Our Journey Towards Cultural Humility by Dr. Taj Smith
I’m so excited to have been hired as the new Director of Diversity Education. In my three months on campus, I’ve been inspired by all the nerdiness, creativity and innovation.
When I share the latest RIT events, programs or tech’d out campus spaces with colleagues across the country they are envious. When I compare us to our national and regional competitors as it relates to diversity, inclusion and equity we are doing quite well. That said we’ve got work to do.
We’ve got to demonstrate our greatness not to others, but to ourselves. We have to become a community that is comfortable with the discomfort of learning. We’ve got to become skilled colleagues and peers who are capable of empathy, disagreement and solidarity. We have to become faculty and staff who are able to respect, educate and support our increasingly diverse student population. We’ve got to become a community where policies, practices and tradition don’t maintain the marginalization of historically underrepresented and less privileged groups. And finally, we’ve got to meet the employers’ demand for graduating analytical and socially informed students.

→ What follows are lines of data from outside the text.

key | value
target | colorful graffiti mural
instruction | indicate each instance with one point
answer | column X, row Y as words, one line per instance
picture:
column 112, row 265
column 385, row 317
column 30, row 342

I am tasked with coordinating the experiential education and training opportunities to help us create this climate. Our framework for this work will be grounded in cultural humility. It is a humble self-examination and accountability process that helps people and institutions think critically about their values, implicit biases and quality of intercultural interactions.
Over the next 3-5 years, I expect to engage a critical mass (65% for each population: students, staff, faculty, senior leaders) that has acquired knowledge and practiced the relevant skills. Once we’ve done that we will have leveraged our existing diversity and created a culture of inclusion.
You might be asking, “How can we establish a culture of equity-based inclusion if only 65% are asked to invest and/or comply?” Well, the simple answer is that I’m a realist. Not everyone experiences diversity of people as a strength. Not everyone is ready to take that first step to look at themselves in the mirror. Not everyone acknowledges that we living today are burdened by historical inequalities and cultures of dominance-based exclusion. We must make every effort to invite the 35% to join the conversation, but not become so consumed by their absence we divest in our growth.
In July 2019, you will be able to access a diversity education menu from the Division of Diversity Inclusion’s website that provides a listing of learning opportunities. Many of the options will be facilitated by myself, but also done in partnership with programs, offices, departments and majors across campus. This kind of work takes a village, and I’m thankful to the 164 employees and students who have provided their feedback to shape this strategic and deeply meaningful initiative.